The data generation module is used for generating a pixel set X= { X according to the first SIC prediction result ₁ ，x ₂ ...x _n Tag set l= { L of tag categories ₁ ，L ₂ ...L _k Characteristic vector f= { F } ₁ ，f ₂ ...f _n Color feature vector i= { I } ₁ ，I ₂ ...I _n Position feature vector p= { P } ₁ ，p ₂ ...p _n Pixel i is classified as label x _i Probability P (x) _i ) Wherein x is _n Classification label for pixel n, L _k Classifying labels for the kth category in the label set, p _n Is the position characteristic vector of the pixel point n, I _n Is the color feature vector of the pixel point n, f _n Is the characteristic vector of the pixel point n, and the f _n The method comprises the steps of including a position feature vector of the pixel point n and a color feature vector of the pixel point n;

wherein Z (I) is a normalization factor, E (X|I) energy function;

defining an energy function on a full graph basis as:

E(X|I)＝∑ _i ψ _u (x _i )+∑ _i，j ψ _p (x _i ，x _j )

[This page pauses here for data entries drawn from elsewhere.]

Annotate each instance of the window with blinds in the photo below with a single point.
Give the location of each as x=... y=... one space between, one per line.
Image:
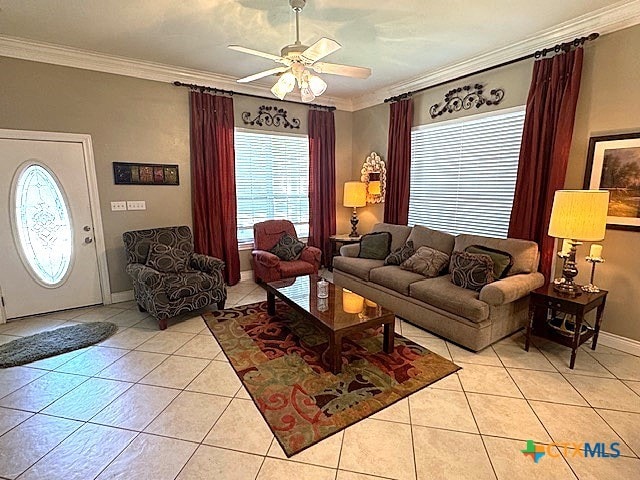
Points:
x=272 y=180
x=463 y=173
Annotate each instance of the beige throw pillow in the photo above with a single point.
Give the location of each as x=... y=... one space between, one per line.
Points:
x=426 y=261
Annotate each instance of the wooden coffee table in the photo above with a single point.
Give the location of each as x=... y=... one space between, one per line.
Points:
x=341 y=314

ψ _u (x _i )＝-log P(x _i )

a result output module for iteratively updating Q (x) using an average field algorithm to achieve a predetermined value of K-L divergence between the probability function P (x) and the Q (x), and then using Q _i (x _i ) Instead of P (x) _i ) Obtaining the next moment of the output of the prediction modelThe SIC prediction result of (2) is calculated as follows:

Q(x)＝П _i Q _i (x _i )

5. The SIC prediction system of claim 4, wherein the internal structural formula of the ConvLSTM network model includes:

i _t ＝σ(W _xi *X _t +W _hi *H _t-1 +W _ci ⊙C _t-1 +b _i )

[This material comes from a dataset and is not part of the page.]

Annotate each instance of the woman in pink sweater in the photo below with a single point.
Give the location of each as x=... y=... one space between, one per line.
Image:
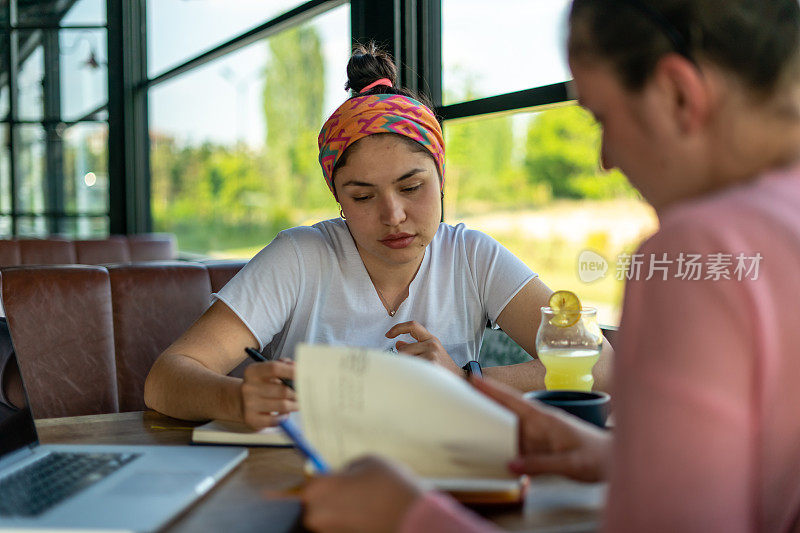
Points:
x=699 y=101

f _t ＝σ(W _xf *X _t +W _hf *H _t-1 +W _cf ⊙C _t-1 +b _f )

C _t ＝f _t ⊙C _t-1 +i _t ⊙tanh(W _xc *X _t +W _hc *H _t-1 +b _c )

o _t ＝σ(W _xo *X _t +W _ho *H _t-1 +W _co ⊙C _t +b _o )

H _t ＝o _t ⊙tanh(C _t )

6. The SIC prediction system of claim 5, wherein the ConvLSTM network model sets 4 convlstmcells, and the parameter return_sequences of the 4 th ConvLSTMcell is set to false.

7. A ConvLSTM and conditional random field based SIC prediction apparatus comprising at least one control processor and a memory for communication with the at least one control processor; the memory stores instructions executable by the at least one control processor to enable the at least one control processor to perform a ConvLSTM and conditional random field based SIC prediction method according to any one of claims 1 to 3.

8. A computer-readable storage medium, characterized by: the computer-readable storage medium stores computer-executable instructions for causing a computer to perform a ConvLSTM and conditional random field based SIC prediction method according to any one of claims 1 to 3.